Anti-trust lawsuits are essentially useless anymore because big business is so entwined with the regulators and prosecutors assigned to bring such cases forward. What lawyer in the Justice Department is going to anger every major corporation in America, thus narrowing post-public service job offers from prominent DC law firms, by bringing a case against the meat cartel? What functionary in the USDA is going to spend a career hunting one of these big game targets when it is just easier to accept a job in industry after leaving civil service? The answer is…no one. Combined with the power and agency given to these corporations by the money given to political campaigns—remember, it’s really just speech according to the Supreme Court—elected officials are even worse.

Farmers and ranchers are stuck in the untenable situation of trying to remain independent of a system that has been changed to render the independent farmer and rancher obsolete. Rather it’s a system that turns them into indentured servants and sharecroppers. If allowed Tyson Foods would like to “chickenize” the entire production of meat. This is a system where Tyson owns the chickens and every aspect of production save for the low margin and risky job of raising the animals. In essence, Tyson Foods has outsourced the worst part of their business and shuffled the capital intensive raising of animals to an increasingly indebted farmer who has little or no control over their own fate.

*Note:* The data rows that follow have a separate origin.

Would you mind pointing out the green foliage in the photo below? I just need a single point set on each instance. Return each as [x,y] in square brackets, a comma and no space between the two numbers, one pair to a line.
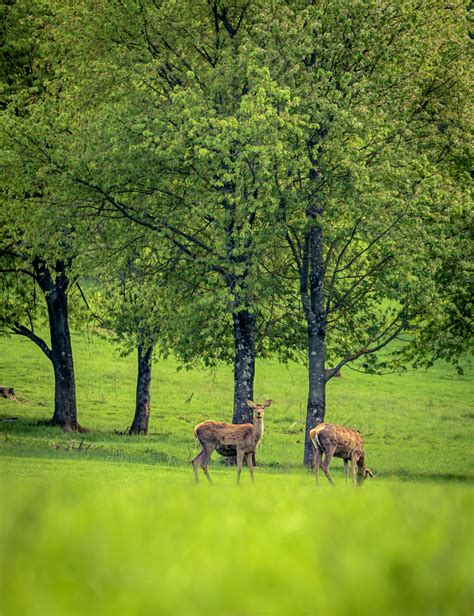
[391,411]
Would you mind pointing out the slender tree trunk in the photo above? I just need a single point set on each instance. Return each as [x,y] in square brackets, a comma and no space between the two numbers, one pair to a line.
[316,406]
[65,410]
[142,405]
[244,365]
[313,298]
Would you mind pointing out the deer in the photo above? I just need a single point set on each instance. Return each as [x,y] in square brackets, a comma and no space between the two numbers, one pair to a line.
[342,442]
[244,437]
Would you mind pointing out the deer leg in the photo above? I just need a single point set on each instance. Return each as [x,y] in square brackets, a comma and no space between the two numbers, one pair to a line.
[196,462]
[317,462]
[346,469]
[205,462]
[354,460]
[240,461]
[327,461]
[250,464]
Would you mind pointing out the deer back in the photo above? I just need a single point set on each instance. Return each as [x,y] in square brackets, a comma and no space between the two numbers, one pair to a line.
[221,433]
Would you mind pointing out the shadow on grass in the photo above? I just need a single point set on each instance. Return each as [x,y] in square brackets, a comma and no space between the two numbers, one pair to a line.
[407,475]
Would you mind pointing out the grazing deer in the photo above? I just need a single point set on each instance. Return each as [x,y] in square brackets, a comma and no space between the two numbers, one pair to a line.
[342,442]
[244,437]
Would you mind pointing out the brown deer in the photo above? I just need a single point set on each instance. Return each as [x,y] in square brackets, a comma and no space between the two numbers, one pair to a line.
[244,437]
[342,442]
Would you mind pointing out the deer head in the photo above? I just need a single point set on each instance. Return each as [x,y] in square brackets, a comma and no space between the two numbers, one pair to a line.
[258,409]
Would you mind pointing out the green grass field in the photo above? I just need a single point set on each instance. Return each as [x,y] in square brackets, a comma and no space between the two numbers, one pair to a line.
[105,523]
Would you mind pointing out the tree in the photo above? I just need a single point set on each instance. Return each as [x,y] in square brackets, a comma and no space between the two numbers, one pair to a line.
[196,145]
[369,153]
[37,245]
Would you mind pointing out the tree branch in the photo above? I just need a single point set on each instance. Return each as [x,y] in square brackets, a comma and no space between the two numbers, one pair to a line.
[21,330]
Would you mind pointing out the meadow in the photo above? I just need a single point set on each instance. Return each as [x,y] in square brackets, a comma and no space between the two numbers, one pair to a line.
[105,523]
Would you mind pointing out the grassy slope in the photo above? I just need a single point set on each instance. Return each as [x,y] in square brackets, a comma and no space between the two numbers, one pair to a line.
[417,424]
[120,528]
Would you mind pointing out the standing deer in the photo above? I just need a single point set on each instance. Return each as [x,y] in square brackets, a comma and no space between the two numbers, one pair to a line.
[244,437]
[345,443]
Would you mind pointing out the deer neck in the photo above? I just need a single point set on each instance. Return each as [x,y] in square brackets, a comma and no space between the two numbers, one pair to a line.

The state of affairs regarding the consolidation of the meat industry and, therefore, where the power resides is best summed up by Leonard’s statement in the final sentence of the book referring to farmers raising livestock in America today:

Tyson is waiting to take their call, and ready to shape their future. [Page 319]

I suppose the easiest answer to the problem is to just stop eating meat at all. Maybe those vegan activists were on to something when I was in college. Heck, we eat too much meat in this country anyway.

Short of going vegan there is only one solution: remove yourself from the marketplace. Don’t eat at fast food restaurants because the meat is sure to come from Tyson Foods or one of its equally odiferous nominal competitors. If you want to eat meat source it as directly from the livestock producer as possible. It seems like this is the solution to a lot of problems related to food production in the United States, but that is because the market is fatally flawed and skewed toward major corporations. The price we pay in the grocery store goes up, yet the price paid to the farmer goes down. Who pockets the delta? Companies like Tyson Foods.